During his speech at the 21st International Council for Commercial Arbitration (“ICCA“) Congress on Monday, Singapore’s Attorney-General, Sundaresh Menon, called on the international arbitration community to self-regulate, put in place a code of conduct and ensure practitioners are up to acceptable standards.
Mr Menon raised particular concerns about “runaway” costs of arbitration and suggested that a unified code of conduct should be put in place to serve as a reference guide for arbitrators globally. The code would include rules on the fixing of costs.
Mr Menon also discussed the possibility of arbitral bodies acting as regulators in the way Bar associations do for lawyers and said that arbitral bodies could impose sanctions based on an internationally approved list of penalty benchmarks.

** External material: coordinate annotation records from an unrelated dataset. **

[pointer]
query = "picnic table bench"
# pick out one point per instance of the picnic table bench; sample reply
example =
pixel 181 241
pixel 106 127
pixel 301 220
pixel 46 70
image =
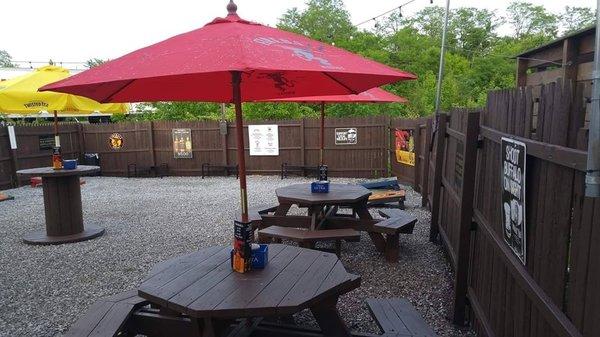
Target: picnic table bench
pixel 397 317
pixel 323 215
pixel 198 294
pixel 207 168
pixel 133 170
pixel 107 317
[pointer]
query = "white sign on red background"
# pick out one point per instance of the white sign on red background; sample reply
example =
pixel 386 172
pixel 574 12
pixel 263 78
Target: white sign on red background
pixel 263 140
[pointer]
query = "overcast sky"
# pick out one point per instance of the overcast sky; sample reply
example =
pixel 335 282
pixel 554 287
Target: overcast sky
pixel 75 30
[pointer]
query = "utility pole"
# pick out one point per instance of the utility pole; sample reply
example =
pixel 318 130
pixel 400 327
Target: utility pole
pixel 438 91
pixel 592 179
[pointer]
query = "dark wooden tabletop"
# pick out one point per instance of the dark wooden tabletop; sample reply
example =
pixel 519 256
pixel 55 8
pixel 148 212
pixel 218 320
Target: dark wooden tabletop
pixel 50 172
pixel 339 194
pixel 202 284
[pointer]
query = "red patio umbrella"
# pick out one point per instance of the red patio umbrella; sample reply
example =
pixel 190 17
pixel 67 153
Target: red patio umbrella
pixel 375 95
pixel 230 60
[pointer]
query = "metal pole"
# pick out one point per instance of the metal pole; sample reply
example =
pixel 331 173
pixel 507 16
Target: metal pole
pixel 438 91
pixel 322 133
pixel 236 80
pixel 592 178
pixel 56 136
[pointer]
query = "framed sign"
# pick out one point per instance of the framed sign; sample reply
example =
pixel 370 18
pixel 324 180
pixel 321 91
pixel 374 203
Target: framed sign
pixel 346 136
pixel 182 143
pixel 46 142
pixel 405 146
pixel 264 140
pixel 514 157
pixel 115 141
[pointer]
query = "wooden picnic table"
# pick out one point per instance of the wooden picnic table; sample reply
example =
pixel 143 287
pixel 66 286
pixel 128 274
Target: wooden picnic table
pixel 62 205
pixel 323 207
pixel 323 210
pixel 203 286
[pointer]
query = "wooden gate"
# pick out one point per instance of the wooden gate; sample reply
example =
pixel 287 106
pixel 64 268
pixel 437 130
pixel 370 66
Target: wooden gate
pixel 421 131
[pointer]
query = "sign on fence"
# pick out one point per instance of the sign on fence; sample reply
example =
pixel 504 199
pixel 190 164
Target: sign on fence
pixel 115 141
pixel 514 156
pixel 46 142
pixel 405 146
pixel 182 144
pixel 264 140
pixel 346 136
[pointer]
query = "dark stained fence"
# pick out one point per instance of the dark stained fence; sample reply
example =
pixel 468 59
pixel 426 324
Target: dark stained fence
pixel 148 144
pixel 208 146
pixel 7 178
pixel 30 154
pixel 556 292
pixel 406 173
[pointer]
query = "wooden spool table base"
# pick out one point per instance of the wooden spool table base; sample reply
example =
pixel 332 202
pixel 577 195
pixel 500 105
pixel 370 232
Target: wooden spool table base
pixel 62 206
pixel 41 238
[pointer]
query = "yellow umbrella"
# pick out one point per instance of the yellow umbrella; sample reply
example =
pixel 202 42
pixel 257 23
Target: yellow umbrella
pixel 20 95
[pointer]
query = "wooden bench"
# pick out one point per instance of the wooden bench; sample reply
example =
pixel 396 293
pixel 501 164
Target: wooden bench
pixel 303 170
pixel 387 198
pixel 307 238
pixel 108 316
pixel 397 317
pixel 133 170
pixel 396 222
pixel 226 169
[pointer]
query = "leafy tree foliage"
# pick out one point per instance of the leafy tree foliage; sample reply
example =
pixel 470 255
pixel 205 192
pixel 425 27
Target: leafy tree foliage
pixel 478 58
pixel 575 18
pixel 5 60
pixel 93 62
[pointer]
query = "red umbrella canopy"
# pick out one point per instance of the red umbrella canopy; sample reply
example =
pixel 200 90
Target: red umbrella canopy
pixel 197 66
pixel 374 95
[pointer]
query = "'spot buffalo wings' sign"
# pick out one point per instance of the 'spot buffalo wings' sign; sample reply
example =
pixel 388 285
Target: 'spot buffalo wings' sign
pixel 514 156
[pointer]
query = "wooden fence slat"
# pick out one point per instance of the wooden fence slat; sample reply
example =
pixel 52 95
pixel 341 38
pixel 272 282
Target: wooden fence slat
pixel 440 141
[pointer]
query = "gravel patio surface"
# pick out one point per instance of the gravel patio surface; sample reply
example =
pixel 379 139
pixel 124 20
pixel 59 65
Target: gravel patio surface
pixel 44 289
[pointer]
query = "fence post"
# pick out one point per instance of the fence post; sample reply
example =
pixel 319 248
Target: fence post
pixel 390 146
pixel 418 161
pixel 81 141
pixel 223 128
pixel 465 217
pixel 425 168
pixel 440 142
pixel 151 138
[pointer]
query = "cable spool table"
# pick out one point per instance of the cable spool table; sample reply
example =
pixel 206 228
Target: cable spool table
pixel 62 205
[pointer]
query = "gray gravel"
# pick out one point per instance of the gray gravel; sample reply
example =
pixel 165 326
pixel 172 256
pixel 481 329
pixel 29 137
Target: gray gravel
pixel 44 289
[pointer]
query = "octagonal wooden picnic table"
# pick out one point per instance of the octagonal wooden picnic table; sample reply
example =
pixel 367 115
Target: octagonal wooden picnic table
pixel 62 206
pixel 203 286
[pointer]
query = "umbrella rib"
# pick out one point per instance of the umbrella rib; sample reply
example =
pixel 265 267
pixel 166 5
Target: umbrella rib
pixel 340 83
pixel 107 99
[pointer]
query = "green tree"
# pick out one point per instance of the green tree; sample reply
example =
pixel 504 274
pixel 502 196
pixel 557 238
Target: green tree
pixel 93 62
pixel 324 20
pixel 576 18
pixel 5 60
pixel 528 19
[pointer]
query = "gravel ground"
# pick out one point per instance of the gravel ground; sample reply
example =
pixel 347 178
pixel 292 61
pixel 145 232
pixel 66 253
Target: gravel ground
pixel 44 289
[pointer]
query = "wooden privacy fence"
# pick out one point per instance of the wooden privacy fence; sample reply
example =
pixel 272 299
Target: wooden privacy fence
pixel 556 292
pixel 148 144
pixel 34 148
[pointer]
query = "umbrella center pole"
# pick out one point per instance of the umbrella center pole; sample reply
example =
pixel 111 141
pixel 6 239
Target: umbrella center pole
pixel 322 150
pixel 236 80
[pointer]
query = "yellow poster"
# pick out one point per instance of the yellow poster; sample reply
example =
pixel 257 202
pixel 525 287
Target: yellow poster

Mr Menon ended on a positive note however, saying: “The growth in numbers is testament to the fact that, despite all the worries and concerns that I have canvassed, arbitration is still the only choice for many who seek resolution to their disputes“.
Agreeing with Mr Menon’s comments about the need for self-regulation Professor Jan Paulsson, president of ICCA, said in his closing speech: “The time to innovate and reform is when you do so from a position of strength, not when you are heading to crash in the sand and are doing so out of desperation“.
What do you think? Should more be done to regulate arbitrators? Do we need more controls on costs?